After the books were delivered, Florida charged Diana with three counts of obscenity — one each for publishing, distributing, and advertising.
From there, Diana went to trial in 1994. First Amendment advocates rallied to the cause, and the Comic Book Legal Defense Fund raised money to pay for Diana’s court expenses. It didn’t help.
Assistant State’s Attorney Stuart Baggish cited Danny Rolling, the “Gainseville Ripper,” who confessed to the aforementioned student killings, stating: “This is how Danny Rolling got started. Step one, you start with the drawings. Step two, you go on to the pictures. Step three is the movies. And step number four, you’re into reality. You’re creating these scenes in reality.”
After a 90-minute deliberation, the jury convicted Mike Diana of artistic obscenity. The judge sentenced Diana to three years supervised probation, a $3,000 fine, and 1,248 hours of community service. Stunningly, the court even prohibited Diana from drawing images for personal use in his own home during the probation period.

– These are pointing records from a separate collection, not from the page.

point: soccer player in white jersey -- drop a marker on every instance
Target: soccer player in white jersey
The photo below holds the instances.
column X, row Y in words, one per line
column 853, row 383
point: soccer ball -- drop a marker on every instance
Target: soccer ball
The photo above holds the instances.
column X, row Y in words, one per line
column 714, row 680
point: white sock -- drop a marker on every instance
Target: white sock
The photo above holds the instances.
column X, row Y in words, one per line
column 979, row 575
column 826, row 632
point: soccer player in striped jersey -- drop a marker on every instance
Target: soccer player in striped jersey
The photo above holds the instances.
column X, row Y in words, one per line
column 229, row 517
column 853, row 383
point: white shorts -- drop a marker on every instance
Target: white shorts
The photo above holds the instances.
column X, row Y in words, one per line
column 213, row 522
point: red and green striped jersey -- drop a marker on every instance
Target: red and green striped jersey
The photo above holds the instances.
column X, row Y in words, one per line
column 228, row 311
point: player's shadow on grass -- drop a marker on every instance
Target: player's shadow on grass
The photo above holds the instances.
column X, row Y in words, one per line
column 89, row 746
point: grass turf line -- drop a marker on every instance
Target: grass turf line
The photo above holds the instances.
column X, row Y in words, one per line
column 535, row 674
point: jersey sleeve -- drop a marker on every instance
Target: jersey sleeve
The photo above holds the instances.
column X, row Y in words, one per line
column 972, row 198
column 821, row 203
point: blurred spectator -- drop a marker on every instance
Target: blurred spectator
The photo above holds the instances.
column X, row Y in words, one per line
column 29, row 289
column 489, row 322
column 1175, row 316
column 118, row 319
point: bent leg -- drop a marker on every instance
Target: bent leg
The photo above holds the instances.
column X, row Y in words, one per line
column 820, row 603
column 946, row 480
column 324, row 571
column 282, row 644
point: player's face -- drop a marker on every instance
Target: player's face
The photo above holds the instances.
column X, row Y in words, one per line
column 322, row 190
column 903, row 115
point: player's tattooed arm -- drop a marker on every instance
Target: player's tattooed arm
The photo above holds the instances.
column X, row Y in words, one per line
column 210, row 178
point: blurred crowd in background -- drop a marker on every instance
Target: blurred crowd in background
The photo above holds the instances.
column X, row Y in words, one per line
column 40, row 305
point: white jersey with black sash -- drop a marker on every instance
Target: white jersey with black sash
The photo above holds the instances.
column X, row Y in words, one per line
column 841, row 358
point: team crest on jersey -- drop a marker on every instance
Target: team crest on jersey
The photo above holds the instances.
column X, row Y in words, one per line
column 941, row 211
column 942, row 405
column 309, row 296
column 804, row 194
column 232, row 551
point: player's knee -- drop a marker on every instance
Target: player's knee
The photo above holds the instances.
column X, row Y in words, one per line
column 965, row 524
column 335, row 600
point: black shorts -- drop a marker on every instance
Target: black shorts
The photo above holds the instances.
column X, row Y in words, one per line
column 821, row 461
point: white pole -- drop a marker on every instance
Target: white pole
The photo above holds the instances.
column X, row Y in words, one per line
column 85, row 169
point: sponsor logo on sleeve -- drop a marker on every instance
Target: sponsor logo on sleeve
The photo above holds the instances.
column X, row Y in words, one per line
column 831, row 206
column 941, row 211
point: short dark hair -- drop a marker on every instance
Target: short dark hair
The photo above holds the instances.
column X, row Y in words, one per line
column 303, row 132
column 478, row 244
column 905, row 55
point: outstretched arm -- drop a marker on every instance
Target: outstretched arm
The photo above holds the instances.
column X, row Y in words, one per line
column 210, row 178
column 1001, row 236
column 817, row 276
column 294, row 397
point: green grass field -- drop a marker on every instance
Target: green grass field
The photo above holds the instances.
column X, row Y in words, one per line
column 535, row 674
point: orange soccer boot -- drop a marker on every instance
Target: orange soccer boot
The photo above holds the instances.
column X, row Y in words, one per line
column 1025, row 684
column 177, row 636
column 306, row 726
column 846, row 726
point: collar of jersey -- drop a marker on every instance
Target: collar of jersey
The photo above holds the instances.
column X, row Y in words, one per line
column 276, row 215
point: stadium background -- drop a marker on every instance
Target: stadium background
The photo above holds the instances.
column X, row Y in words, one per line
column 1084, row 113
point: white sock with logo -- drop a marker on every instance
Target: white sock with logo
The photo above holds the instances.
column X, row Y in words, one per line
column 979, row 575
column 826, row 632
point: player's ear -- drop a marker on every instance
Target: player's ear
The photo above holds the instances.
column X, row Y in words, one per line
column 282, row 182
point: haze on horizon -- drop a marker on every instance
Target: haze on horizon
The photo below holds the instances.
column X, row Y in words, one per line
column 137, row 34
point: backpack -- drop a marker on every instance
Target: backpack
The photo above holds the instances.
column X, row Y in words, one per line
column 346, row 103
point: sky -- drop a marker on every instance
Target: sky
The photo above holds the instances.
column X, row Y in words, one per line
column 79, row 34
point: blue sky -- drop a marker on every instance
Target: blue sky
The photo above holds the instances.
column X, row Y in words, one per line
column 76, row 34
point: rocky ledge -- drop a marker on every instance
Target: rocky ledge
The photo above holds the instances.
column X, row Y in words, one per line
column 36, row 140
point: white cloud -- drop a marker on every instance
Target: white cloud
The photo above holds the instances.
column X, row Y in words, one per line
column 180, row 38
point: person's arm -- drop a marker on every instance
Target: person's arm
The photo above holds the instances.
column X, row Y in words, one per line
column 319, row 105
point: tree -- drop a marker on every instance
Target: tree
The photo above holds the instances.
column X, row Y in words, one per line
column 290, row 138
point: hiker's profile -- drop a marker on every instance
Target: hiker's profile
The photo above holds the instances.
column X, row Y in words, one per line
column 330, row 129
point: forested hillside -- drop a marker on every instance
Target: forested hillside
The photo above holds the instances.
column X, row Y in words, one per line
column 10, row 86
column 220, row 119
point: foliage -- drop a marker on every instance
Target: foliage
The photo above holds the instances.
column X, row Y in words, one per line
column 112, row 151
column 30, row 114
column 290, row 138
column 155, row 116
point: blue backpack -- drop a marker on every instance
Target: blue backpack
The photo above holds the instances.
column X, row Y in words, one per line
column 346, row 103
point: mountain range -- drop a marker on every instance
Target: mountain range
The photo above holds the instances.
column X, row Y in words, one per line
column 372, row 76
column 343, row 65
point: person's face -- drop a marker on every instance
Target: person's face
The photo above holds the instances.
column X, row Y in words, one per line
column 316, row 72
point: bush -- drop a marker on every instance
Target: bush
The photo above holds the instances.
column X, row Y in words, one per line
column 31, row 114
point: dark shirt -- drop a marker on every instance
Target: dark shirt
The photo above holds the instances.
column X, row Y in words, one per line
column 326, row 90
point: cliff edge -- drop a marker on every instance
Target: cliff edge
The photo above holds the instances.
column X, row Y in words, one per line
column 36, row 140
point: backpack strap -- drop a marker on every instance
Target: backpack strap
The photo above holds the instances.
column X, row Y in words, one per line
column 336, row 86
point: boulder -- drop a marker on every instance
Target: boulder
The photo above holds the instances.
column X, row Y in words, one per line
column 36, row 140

All attempts to appeal the conviction have failed.
The makers of The Trial of Mike Diana have set up a Kickstarter page to help fund the production. Diana is fully participating in the production, as are noteworthy comic-book icons on the order of Neil Gaiman, Peter Bagge, and Stephen Bissette.
In our present age of social-media “calling out” culture and public shaming online over “hate speech,” tasteless jokes, and other unsavory language, it will be particularly interesting to see where internet sympathies lie regarding the Diana case once the movie is completed.
Our First Amendment’s work, it seems, is never done ….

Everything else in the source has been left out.